The researcher, Ita Gordon, attended a webinar in which Wahrenberg recalled surviving the 1938 Kristallnacht pogroms in Germany and Austria. She searched for more information about Wahrenberg in the foundation’s archives.
That search led Gordon to the life story of Grebenschikoff, who attended the same Jewish day school as Wahrenberg. Gordon watched a 1997 filmed testimony by Grebenschikoff in which Grebenschikoff mentioned her friend Wahrenberg, and added she often wonders whether Wahrenberg had survived the Holocaust.
The women met at the age of 6, also went to the same synagogue, took ballet lessons and played dress-up, according to the Post article.

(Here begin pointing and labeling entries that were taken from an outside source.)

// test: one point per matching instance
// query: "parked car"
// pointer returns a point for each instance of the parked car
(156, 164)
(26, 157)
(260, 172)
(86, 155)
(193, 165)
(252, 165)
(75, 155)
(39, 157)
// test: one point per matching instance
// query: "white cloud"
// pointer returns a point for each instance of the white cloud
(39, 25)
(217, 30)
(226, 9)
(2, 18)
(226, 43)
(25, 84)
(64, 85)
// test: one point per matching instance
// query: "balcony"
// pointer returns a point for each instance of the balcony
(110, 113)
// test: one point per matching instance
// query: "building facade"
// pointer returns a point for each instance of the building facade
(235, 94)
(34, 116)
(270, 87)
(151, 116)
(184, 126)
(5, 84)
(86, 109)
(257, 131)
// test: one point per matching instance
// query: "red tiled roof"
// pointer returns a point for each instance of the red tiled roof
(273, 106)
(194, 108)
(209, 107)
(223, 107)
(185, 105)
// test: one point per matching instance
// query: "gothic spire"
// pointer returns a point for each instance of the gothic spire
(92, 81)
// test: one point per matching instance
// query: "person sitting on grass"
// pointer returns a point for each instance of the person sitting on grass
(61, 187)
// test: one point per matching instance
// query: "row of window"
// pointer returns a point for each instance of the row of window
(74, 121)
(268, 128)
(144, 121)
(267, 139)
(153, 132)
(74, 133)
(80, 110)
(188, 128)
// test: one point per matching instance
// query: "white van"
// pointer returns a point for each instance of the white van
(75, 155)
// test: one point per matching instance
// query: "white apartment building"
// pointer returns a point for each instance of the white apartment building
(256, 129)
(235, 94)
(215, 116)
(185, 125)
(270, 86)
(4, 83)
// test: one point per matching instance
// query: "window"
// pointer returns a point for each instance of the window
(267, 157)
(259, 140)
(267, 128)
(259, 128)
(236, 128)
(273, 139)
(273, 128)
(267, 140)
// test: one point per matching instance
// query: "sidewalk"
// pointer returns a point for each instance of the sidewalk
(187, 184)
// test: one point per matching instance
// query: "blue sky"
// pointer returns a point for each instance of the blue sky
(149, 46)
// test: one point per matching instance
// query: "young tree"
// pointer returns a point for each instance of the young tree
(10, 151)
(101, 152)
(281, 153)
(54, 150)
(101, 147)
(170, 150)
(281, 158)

Although both women had changed their names after the Holocaust, Gordon was able to trace them and bring them in contact. They chat weekly over the phone.
“For 82 years, I thought my best friend from Germany was dead,” Grebenschikoff told the Post. “I’d been looking for her for all those years and I never found her.”
Grebenschikoff’s family fled to Shanghai, China, in 1939 and moved to the United States after 1948. Wahrenberg’s family settled in Chile.